Over the past forty years, Lynda Benglis has developed a distinctive and influential sculptural language. Benglis rose to prominence during the 1960s and ’70s, a time when her singular practice both intersected with and transcended the categories of post-Minimalism and feminist art. Benglis’s sculptures suggest a remarkable range of influences, including the gestures of Abstract Expressionist painting, geological flows, and ceremonial totems. They rely on both exposing process and crafting feats of illusion to create sumptuous forms.
Originally from Louisiana, Benglis moved to New York in the mid-1960s and began her career as a painter influenced by Minimalism and Color Field painting. In 1968, she began creating her “Fallen Paintings” by pouring brightly colored latex in overlapping flows directly onto the floor, critically engaging with earlier painters like Jackson Pollock and Helen Frankenthaler.
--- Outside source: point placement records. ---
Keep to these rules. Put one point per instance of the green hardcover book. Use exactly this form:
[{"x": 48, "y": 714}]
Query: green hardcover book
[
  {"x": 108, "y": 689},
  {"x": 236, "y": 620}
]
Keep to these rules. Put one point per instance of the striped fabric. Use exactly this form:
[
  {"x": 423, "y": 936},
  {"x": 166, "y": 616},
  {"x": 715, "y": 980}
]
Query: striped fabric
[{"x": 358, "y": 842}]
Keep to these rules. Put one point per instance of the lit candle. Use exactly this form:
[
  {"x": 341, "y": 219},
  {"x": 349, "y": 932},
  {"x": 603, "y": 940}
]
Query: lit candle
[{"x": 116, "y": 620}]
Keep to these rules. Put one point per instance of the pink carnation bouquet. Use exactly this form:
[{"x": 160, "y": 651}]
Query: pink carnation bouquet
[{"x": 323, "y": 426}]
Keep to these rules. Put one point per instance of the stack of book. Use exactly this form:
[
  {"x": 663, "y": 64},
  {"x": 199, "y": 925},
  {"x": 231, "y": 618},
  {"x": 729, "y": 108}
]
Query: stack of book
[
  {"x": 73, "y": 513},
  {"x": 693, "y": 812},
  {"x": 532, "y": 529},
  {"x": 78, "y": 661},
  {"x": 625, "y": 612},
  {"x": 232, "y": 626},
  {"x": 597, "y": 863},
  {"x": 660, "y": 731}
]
Benglis would gradually expand the range of her sculptural materials to include polyurethane foam, beeswax, plaster, cast aluminum, and bronze to name just a few. She moved effortlessly from floor to corner to wall and back again creating objects with palpable ties to her body and its potential actions, which have often been described as “frozen gestures.” Resisting the characterization as a process-based artist, Benglis equally embraced symbolism and decoration, confounding expectations and transforming the relationship between the viewer and the sculptural object.
Alongside her sculptural output, Benglis created a radical body of work in video, photography, and media interventions that explore notions of power, gender relations, and role-playing. These works function in tandem with her sculpture to offer a pointed critique of sculptural machisimo and suggest a fluid awareness of gender and artistic identity. They also contribute to an understanding of the artist’s objects as simultaneously temporal and physically present, intuitive and psychologically charged.